Would you skip a doctor’s appointment to save money? Use a gofundme.com account to finance emergency health-care expenses?

Nearly 48% of Americans age 25-45 said they have skipped health care to avoid the expense, according to Nationwide Retirement Institute’s new “Wealth and Health Consumer Survey.” That is just one of many startling findings regarding the sad state of younger Americans’ health and financial preparedness.

“Many younger adults are making choices now – delaying medical care, not seeking care and stopping prescription plans early – that are powerful when you think of the connectivity between health-care spending today to health tomorrow and overall retirement savings,” Cindy Hoes, director of strategy and programs at Nationwide, said at the 15TH Annual WISER Symposium today in Washington, D.C.  WISER is the Women’s Institute for a Secure Retirement.

Some 20% of Americans said health-care expenses have had an extreme impact on their well-being, making it far more likely for them to skip care.

As troubling, health-care expenses have stopped Americans from saving (43%), caused them to miss paying bills (35%) and go into debt (38%). 

Some 31% of Americans said medical expenses made it harder to contribute “as much as I would like to a 401(k) or retirement account,” Nationwide found.

“We saw short-term financial considerations like health-care costs are stopping Americans from taking action for the future, like savings for retirement planning,” Hoes said.

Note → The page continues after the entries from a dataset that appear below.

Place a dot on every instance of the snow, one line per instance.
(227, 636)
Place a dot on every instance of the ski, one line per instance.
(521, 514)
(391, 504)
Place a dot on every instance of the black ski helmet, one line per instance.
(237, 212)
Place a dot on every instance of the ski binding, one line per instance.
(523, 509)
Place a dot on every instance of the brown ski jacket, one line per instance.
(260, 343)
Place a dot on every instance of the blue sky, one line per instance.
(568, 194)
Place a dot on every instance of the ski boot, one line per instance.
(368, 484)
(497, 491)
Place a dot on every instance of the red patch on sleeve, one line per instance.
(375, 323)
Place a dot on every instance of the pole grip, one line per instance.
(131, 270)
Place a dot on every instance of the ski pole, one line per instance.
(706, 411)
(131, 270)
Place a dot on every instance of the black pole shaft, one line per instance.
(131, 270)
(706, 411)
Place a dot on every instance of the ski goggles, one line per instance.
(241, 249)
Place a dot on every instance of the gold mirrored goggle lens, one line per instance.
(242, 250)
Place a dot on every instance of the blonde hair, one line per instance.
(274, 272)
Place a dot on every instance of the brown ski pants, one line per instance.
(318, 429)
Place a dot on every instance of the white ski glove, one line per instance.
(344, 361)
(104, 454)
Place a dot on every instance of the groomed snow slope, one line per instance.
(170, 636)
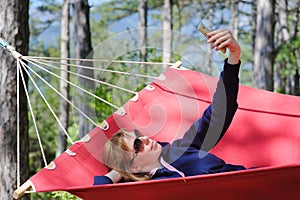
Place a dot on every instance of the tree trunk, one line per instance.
(64, 87)
(264, 46)
(13, 28)
(83, 49)
(142, 10)
(296, 77)
(235, 16)
(167, 31)
(281, 37)
(253, 24)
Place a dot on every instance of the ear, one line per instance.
(135, 169)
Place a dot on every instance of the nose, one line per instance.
(144, 139)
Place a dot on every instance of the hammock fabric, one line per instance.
(265, 133)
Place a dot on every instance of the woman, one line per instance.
(135, 157)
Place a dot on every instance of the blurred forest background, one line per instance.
(135, 30)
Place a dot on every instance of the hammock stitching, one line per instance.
(99, 60)
(68, 101)
(78, 87)
(93, 68)
(83, 76)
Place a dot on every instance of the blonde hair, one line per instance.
(116, 156)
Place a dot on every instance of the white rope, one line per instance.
(83, 76)
(25, 66)
(33, 117)
(101, 60)
(65, 98)
(95, 68)
(80, 88)
(18, 126)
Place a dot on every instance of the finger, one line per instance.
(221, 39)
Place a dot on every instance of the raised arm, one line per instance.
(211, 127)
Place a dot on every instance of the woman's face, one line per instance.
(147, 156)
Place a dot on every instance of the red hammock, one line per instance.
(265, 133)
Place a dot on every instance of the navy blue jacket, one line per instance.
(189, 154)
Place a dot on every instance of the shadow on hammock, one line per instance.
(264, 133)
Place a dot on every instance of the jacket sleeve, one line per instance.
(101, 180)
(215, 120)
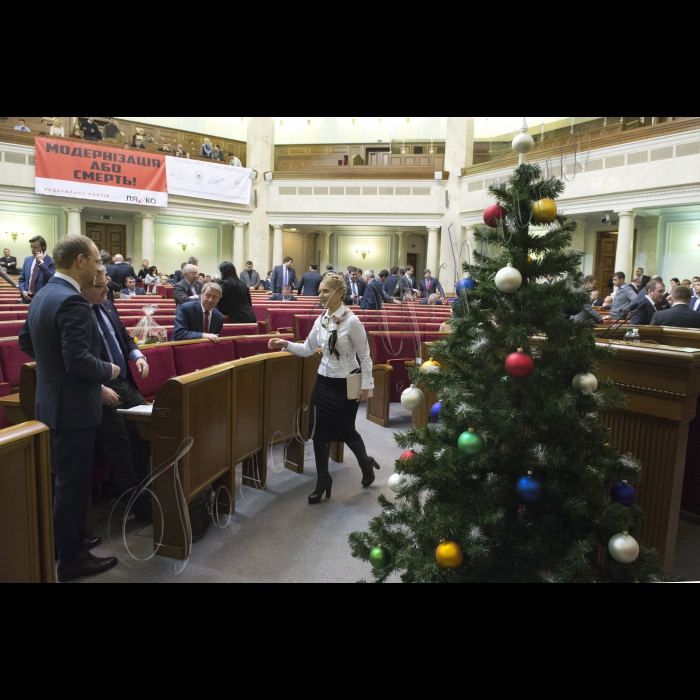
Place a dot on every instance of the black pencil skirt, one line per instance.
(331, 414)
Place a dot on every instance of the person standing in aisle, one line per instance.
(342, 337)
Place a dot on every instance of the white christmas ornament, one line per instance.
(412, 399)
(585, 382)
(523, 143)
(509, 280)
(624, 549)
(396, 482)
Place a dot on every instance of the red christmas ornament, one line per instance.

Lack of emergency savings is also troubling from both a health and financial preparedness perspective, Hoes said. More than one in four people in the survey said they don’t have the means to cover a $7,500 health-care expense.

The survey’s results further underscored gender differences regarding sources of income to cover a health-care event.

Men are more confident they can cover the expense using credit cards, loans, friends/family, investment accounts or a fundraiser like a gofundme.com account.